You have to be kidding! I’m a good person, I pay my taxes, I support greenpeace, why is this happening to me?! God was being very cruel indeed. I told him that the people that would really suffer would be my readers. Because instead of inspired writing I was going to have to fall back on ranting, something I seem to be doing more and more often these days.

So I decided that the only to do was put fingers to keys and get something out. In the end, maybe someone would get a laugh out of it, and I could desperately use putting a smile on someones face. I’m kind of stuck in that grey zone where everything is overlayed with a sepia tone effect where the colour is all washed out. I feel like I’m like that too. Looking into a mirror I see this face staring back at me, but the eyes, they look different, and I get the feeling I don’t recognise them.

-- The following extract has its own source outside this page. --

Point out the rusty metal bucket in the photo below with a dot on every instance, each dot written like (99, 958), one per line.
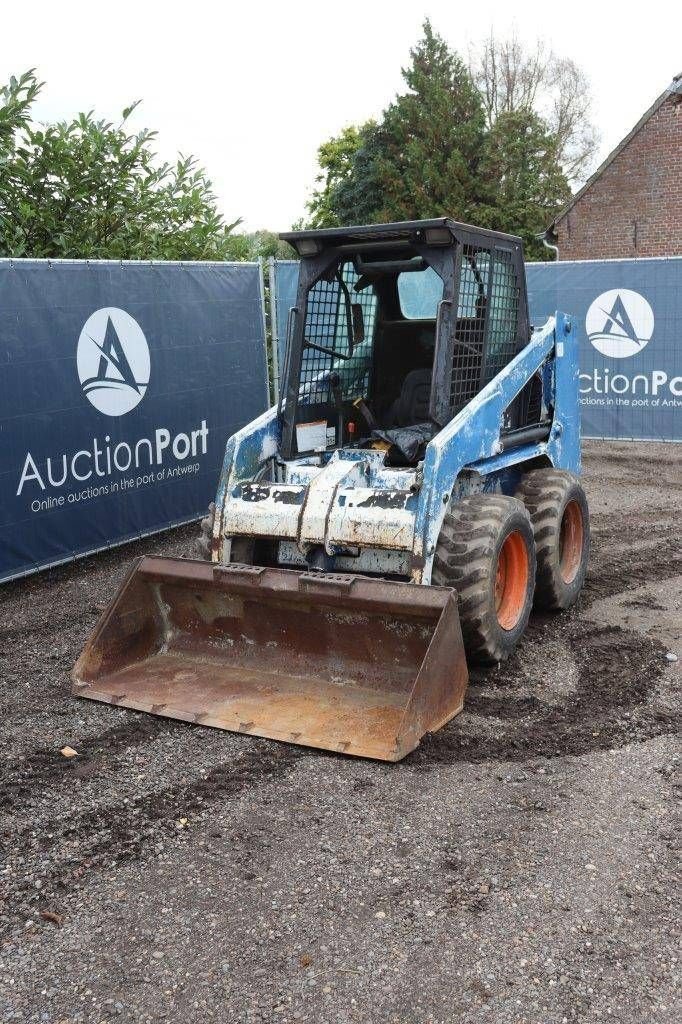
(341, 663)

Do we see the world the way it is, or is the world different for all of us because we all wear our own lenses of perception that colour the world the way we subconsciously want? I asked myself that question, but I only got silence for an answer. I told myself maybe I’ll get answer tomorrow, so, just like Grandma Death I’ll wait, and come back then.

Padwanna!

 
  • pippi

    He Padwanna, it seems like your a man that’s experiencing high highs and low lows, like all writers do i think.You are very much alive, allthough probably for you it’s sometimes really hard.
    I don’t think however porn is a resource for inspiration, in writing anyway.
    Don’t feel obliged to your readers, like you said a few months ago if it feels like you have nothing to say then don’t. However i must say that even your nothing is very entertaining. me i’m doing better set myself a goal to look for a job in the morning and finding it as well. Woke up this week with a pit in my stomach, thought about it and realized that i have no clue how to pay my bills this month, i’m very chaotic when it comes to money. i allso realized that i have to much time in my hand spending it to think and i want to be more active.
    oke let’s have a beer in january i’m curious to see your face, maybe mine does not even ring a bell. I will wair a flower in my hair ( same colour as pippi has )like i allways do anyway. have to tell my friend first will tell you later how that went. Hope a better week for you.
    Groetjes en kus Pippi

    By the way you are right apple is fantastic but it takes some time to get used to.

  • ann

    “I’m kind of stuck in that grey zone where everything is overlayed with a sepia tone effect where the colour is all washed out. I feel like I’m like that too. Looking into a mirror I see this face staring back at me, but the eyes, they look different, and I get the feeling I don’t recognise them.”

    Oh, I know exactly what you mean. These sentences struck me. I recognized myself in there. No sepia for me right now, but I’m not that far away. I don’t have an answer for you about our reality, but I do wish you the best in your search for happiness.